Lung cancer is the commonest source of brain metastases, which has been traditionally treated with Whole Brain Radiation Therapy (WBRT) with or without focal boost. We herein report our preliminary experience of the planning and delivery of WBRT with Simultaneous Integrated Boost (SIB) to brain metastases along with synchronous limited-field thoracic radiotherapy using Helical TomoTherapy in four patients with lung cancer. All plans were iteratively optimized for maximal target volume coverage and organ-at-risk (OAR) sparing. Standardized dose metrics were used for plan evaluation. All treated regions were imaged with a megavoltage computed tomography (CT) prior to treatment and co-registered with planning CT for image-guidance. Helical TomoTherapy was able to achieve highly conformal and homogeneous dose distributions with excellent OAR sparing both in the brain and the chest. The mean (standard deviation) Dose Homogeneity Index (DHI) and Conformity Index (CI) was 0.06 (0.01) & 0.79 (0.07); 0.04 (0.02) & 0.57 (0.22); and 0.03 (0.02) & 0.77 (0.06) for whole brain, brain metastases, and chest, respectively. The mean monitor units (MU) per fraction and time taken for delivery were 8595 and 9898 MU and 9.8 and 11.3 minutes for the brain and chest plans, respectively. Although the dosimetric equivalence of SIB to a single fraction radiosurgery might still be questionable, our preliminary experience of WBRT with SIB to individual brain metastases using Helical TomoTherapy has been encouraging. In addition, it allows synchronous irradiation of other involved primary or metastatic sites for palliative effect.
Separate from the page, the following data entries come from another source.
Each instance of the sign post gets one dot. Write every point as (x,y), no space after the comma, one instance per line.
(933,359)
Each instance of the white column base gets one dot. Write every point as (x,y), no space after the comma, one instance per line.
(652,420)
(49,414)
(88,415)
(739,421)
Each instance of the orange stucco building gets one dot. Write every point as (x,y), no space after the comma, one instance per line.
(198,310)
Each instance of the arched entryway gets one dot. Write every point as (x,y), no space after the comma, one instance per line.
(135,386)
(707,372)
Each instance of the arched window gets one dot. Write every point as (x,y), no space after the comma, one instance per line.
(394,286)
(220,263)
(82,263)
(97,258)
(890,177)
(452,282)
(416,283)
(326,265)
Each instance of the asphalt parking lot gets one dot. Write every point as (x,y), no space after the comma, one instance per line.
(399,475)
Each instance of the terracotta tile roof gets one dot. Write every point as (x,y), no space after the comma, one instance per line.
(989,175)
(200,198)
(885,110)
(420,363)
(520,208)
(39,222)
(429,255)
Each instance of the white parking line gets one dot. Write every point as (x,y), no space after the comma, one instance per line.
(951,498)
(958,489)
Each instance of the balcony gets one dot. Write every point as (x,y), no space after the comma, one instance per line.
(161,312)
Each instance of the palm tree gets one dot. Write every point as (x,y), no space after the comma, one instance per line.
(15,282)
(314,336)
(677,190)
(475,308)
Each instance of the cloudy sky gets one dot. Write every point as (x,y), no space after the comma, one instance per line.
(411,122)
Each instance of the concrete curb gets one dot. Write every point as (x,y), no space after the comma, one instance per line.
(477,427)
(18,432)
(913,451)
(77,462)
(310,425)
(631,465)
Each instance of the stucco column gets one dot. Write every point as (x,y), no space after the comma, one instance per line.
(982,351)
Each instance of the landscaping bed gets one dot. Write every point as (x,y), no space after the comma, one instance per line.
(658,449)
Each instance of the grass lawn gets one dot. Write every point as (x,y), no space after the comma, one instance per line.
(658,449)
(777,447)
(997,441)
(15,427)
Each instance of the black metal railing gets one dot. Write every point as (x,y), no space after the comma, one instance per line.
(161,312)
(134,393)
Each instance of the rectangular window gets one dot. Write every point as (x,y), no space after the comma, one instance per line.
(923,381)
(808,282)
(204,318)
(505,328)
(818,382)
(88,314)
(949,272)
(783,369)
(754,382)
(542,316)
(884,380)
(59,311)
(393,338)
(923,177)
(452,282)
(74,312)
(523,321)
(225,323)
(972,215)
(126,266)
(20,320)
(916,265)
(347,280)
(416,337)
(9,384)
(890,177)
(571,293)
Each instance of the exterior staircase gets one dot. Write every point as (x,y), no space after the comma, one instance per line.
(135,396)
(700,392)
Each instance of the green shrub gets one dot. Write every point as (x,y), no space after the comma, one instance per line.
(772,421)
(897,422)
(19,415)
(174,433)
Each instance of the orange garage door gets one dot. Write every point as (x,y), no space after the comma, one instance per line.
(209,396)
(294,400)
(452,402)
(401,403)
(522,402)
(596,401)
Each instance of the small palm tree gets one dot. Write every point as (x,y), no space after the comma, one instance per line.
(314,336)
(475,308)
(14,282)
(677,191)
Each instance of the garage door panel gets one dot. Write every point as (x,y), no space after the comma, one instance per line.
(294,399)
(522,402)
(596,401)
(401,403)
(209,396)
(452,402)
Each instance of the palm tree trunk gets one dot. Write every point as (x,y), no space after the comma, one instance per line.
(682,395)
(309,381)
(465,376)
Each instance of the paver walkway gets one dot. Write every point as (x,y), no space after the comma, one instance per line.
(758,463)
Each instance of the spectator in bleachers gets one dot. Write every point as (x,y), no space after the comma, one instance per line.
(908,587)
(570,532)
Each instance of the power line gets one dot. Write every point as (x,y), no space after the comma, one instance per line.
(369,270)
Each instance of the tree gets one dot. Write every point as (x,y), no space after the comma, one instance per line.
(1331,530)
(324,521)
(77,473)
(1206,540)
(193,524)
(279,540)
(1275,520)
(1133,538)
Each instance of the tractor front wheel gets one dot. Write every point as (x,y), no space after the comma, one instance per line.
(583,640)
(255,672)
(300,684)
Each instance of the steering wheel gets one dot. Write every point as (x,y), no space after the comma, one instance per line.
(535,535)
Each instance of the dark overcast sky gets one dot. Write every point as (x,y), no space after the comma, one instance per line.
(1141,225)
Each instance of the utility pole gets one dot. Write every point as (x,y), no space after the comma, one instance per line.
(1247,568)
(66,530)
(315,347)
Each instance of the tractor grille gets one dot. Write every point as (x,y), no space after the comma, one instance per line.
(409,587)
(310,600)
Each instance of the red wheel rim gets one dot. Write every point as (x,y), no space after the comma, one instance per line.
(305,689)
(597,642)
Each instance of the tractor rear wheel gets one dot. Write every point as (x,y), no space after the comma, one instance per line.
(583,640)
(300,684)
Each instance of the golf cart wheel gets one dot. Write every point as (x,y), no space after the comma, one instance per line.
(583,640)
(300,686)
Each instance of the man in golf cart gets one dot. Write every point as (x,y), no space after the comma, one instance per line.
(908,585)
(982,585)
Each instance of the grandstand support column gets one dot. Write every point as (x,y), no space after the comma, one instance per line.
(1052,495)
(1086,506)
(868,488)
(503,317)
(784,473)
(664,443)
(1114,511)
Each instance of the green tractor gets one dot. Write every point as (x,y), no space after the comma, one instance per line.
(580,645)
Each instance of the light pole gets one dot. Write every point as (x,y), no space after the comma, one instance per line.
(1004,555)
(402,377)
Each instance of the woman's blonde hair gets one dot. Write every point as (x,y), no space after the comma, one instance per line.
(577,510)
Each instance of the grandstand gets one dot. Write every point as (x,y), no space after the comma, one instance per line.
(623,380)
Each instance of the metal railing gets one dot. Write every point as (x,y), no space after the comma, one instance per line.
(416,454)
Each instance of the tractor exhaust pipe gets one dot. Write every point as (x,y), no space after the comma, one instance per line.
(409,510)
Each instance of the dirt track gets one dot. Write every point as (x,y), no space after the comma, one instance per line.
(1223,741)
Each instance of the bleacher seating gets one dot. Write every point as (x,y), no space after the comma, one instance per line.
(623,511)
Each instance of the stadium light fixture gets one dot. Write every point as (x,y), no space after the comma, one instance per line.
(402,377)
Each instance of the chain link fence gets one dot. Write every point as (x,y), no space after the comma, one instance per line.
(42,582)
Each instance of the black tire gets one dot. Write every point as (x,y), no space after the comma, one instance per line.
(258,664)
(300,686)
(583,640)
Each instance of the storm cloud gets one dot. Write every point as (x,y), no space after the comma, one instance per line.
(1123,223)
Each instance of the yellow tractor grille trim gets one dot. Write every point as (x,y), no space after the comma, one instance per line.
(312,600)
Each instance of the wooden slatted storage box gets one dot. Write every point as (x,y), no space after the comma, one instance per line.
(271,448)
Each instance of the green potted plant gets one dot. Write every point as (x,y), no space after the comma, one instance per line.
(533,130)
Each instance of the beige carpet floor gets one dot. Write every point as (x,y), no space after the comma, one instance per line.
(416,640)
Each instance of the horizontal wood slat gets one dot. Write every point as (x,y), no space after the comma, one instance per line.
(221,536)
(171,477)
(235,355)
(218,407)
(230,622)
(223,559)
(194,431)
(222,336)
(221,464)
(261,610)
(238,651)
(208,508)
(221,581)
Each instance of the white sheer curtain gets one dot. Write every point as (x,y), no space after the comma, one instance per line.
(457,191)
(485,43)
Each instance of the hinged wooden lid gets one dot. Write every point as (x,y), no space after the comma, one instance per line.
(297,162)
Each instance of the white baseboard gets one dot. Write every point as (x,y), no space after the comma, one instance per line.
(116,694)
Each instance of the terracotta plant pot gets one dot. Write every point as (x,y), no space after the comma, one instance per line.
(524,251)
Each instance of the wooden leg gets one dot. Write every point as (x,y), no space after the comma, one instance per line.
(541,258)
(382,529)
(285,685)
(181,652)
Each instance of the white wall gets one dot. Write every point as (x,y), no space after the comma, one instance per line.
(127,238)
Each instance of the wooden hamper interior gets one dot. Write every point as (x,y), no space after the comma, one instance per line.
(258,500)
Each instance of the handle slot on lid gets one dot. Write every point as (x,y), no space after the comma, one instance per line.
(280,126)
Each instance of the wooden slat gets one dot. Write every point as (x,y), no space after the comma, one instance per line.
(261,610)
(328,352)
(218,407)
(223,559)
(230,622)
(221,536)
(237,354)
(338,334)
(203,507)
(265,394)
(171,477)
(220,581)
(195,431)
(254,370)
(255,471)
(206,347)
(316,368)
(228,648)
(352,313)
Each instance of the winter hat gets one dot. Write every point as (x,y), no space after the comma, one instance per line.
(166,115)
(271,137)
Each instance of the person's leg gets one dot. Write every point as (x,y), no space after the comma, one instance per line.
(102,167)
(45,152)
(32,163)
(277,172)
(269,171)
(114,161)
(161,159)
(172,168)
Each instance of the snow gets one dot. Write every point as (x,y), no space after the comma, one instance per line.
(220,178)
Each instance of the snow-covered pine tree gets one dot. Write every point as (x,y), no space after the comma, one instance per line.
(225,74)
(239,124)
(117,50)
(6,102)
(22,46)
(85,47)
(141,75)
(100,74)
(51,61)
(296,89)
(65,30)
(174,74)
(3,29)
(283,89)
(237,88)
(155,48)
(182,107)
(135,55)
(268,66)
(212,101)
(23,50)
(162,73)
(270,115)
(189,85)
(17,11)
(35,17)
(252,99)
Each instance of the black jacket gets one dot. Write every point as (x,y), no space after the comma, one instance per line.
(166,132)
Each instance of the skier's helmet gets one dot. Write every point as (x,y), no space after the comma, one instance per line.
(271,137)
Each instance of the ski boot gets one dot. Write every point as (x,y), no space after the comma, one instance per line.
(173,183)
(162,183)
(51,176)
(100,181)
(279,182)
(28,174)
肺癌是脑转移最常见的来源,传统上采用全脑放射治疗(WBRT),可联合或不联合局部加量照射。在此,我们报告4例肺癌患者采用螺旋断层放疗对脑转移瘤进行同步整合加量(SIB)的全脑放射治疗计划及实施的初步经验,同时对胸部进行同步限野放疗。所有计划均反复优化,以实现最大靶区覆盖和保护危及器官(OAR)。使用标准化剂量指标进行计划评估。所有治疗区域在治疗前均用兆伏级计算机断层扫描(CT)成像,并与计划CT进行配准以进行图像引导。螺旋断层放疗能够实现高度适形和均匀的剂量分布,在脑和胸部均能很好地保护OAR。全脑、脑转移瘤和胸部的平均(标准差)剂量均匀性指数(DHI)和适形指数(CI)分别为0.06(0.01)和0.79(0.07);0.04(0.02)和0.57(0.22);0.03(0.02)和0.77(0.06)。脑和胸部计划每分次的平均监测单位(MU)及照射时间分别为8595和9898 MU以及9.8和11.3分钟。尽管SIB与单次分割放射外科手术的剂量学等效性可能仍存在疑问,但我们使用螺旋断层放疗对单个脑转移瘤进行SIB的全脑放射治疗的初步经验令人鼓舞。此外,它还允许对其他受累的原发或转移部位进行同步照射以达到姑息效果。